NO REGRETS.
Because at one point it was EXACTLY what you wanted.
This year has been an amazing whirlwind for me. I met so many amazing new friends that became my family. Gone thru many heartaches and loss an amazing friend.
Is it weird that lately Ive been feeling super homesick? I just miss everything and how it used to be. When no one really cared bout whats cool or not because you grew up with them. They know you for who you are and not what youre made of, what your boob size is or how much you can drink. Life is a continuing circle. Keep the good, throw out the bad, recycle the ones you arent sure of. If they come back then Im pretty sure there's a good reason for it.
2008
Ready to get my Grown Woman on
Im done with being let down.
Im done with caring so much and and being unappreciated.
Honestly if you are my close friend then you know i would do anything for you.
If you were my close friend then more then likely you know i put you before my family.
Really tho some people just do not derserve me as a friend just because i care too much.
I know thats partly my fault but thats just me.
I dont care to meet new people I would much rather love the friends i have.
But in the end it just kicks me in the ass anyways.
Now im back going thru my circle.
Keeping the ones i want, throwing out all the trash and bringing back people I care bout most
NO REGRETS. Cuz at one point it WAS exactly what I wanted.
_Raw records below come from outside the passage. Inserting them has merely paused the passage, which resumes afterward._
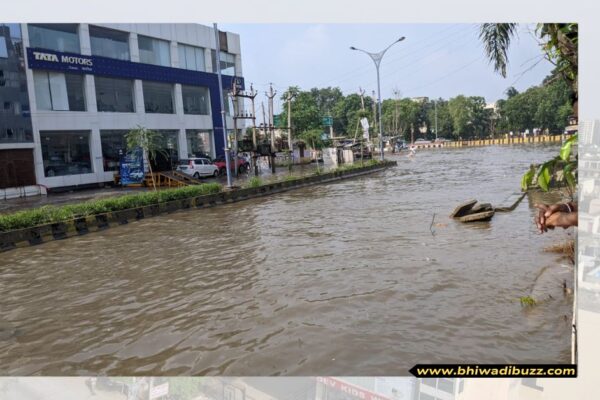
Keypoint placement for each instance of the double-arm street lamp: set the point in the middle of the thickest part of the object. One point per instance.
(376, 57)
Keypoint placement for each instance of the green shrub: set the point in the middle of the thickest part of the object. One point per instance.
(254, 182)
(50, 214)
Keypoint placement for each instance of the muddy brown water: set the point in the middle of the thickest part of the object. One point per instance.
(339, 279)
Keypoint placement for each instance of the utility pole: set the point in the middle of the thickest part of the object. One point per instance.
(223, 119)
(396, 112)
(235, 113)
(362, 98)
(435, 106)
(375, 117)
(289, 101)
(271, 95)
(236, 95)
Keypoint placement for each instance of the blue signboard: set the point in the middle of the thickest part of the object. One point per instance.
(104, 66)
(131, 167)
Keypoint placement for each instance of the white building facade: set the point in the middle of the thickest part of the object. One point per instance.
(89, 84)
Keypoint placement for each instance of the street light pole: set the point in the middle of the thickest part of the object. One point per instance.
(223, 118)
(376, 57)
(435, 105)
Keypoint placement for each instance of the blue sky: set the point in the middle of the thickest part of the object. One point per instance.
(435, 60)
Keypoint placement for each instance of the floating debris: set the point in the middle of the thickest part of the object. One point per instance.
(470, 212)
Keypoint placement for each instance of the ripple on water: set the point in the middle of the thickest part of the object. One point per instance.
(344, 279)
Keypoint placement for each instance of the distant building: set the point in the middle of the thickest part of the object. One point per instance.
(71, 92)
(437, 388)
(423, 99)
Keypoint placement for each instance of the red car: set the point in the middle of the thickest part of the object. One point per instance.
(242, 165)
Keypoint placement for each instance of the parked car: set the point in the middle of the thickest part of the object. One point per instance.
(242, 165)
(198, 167)
(422, 141)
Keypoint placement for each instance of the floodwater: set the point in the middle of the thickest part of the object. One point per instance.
(367, 276)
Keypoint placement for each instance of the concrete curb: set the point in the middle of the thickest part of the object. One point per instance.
(82, 226)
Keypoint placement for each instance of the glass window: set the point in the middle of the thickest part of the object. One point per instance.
(196, 100)
(114, 95)
(113, 146)
(58, 37)
(109, 43)
(158, 97)
(227, 62)
(154, 51)
(199, 143)
(66, 153)
(169, 157)
(228, 102)
(3, 48)
(58, 92)
(191, 57)
(15, 120)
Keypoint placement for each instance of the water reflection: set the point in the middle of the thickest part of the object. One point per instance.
(342, 279)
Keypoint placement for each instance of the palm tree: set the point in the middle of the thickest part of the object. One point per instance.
(151, 143)
(496, 38)
(558, 41)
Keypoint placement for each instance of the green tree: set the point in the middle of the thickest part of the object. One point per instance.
(305, 112)
(412, 117)
(559, 43)
(151, 143)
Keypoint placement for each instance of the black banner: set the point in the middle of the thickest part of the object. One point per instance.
(494, 371)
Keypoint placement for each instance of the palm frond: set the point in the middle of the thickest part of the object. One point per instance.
(496, 40)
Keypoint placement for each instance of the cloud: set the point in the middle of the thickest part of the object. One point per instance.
(312, 43)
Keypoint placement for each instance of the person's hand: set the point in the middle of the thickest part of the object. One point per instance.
(561, 219)
(545, 212)
(555, 215)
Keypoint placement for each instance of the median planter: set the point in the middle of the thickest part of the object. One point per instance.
(35, 235)
(59, 231)
(81, 226)
(102, 221)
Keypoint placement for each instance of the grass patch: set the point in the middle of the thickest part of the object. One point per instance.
(254, 182)
(566, 249)
(52, 214)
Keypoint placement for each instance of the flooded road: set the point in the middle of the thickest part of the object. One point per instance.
(339, 279)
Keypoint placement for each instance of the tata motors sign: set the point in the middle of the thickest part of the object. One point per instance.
(69, 62)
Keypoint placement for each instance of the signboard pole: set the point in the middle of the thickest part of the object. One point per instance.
(223, 119)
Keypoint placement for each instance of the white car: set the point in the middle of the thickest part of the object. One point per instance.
(422, 141)
(198, 167)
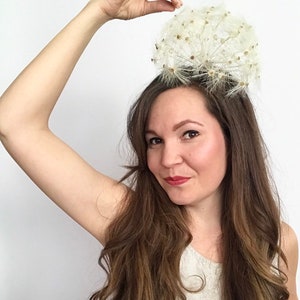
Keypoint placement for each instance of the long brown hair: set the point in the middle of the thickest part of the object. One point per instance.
(145, 242)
NightLife! One of the main reason I ♥ life!
..
Nick Desimone
Dont tell me its ok.
Its not.
I know i need to get over and move on but i cant i dont want to.. its simply not fuckin fair.
Nick was the only person after high school that i really kept in touch with. Yea i stil talk to a few ppl and we make plans to go out and kick it but it was different with Nick. we didnt have to make plans in advance to see each other. I can just simply call him and say lets kick it and he's there. No need to make plans days in advance. Nick didnt care to make that drive to Seattle to come see me. It was nothing. He always calls me at least once a week to see how Im doin. Thats why i love Nick so much. He knows how i felt bout leavin everett and wantin to get away from everyone but still keepin the ones i cared about. He knew how much i cared for him, he knew that he was someone that i wanted to keep. Thats why he made sure we were always in touch.
Thats what fuckin kills me.
Last Summer i lost my first love. This summer i lose my one of my closets childhood friend. Really. i swear god has it out for me. I know there's alot of other people that is also goin through this but really. MY FIRST LOVE? then My Nicky?
My Freshman football buddy pics Nick was the only guy in it with me and Amanda.
Chelan he was the only guy i brought around my friends that wasnt from high school- Just cuz i knew thay would all love him too.
He's my only friend from back home that knows my most current friends.
HE WAS ONE OF THE ONLY PEOPLE I STILL CARE TO GIVE A FUCK ABOUT. Now he's gone. For the stupidest reason ever. He doesnt desrve it.
So dont tell me its ok. Cuz its not.I have my every fuckin right to be upset and cry my ass off whenever the fuck i want.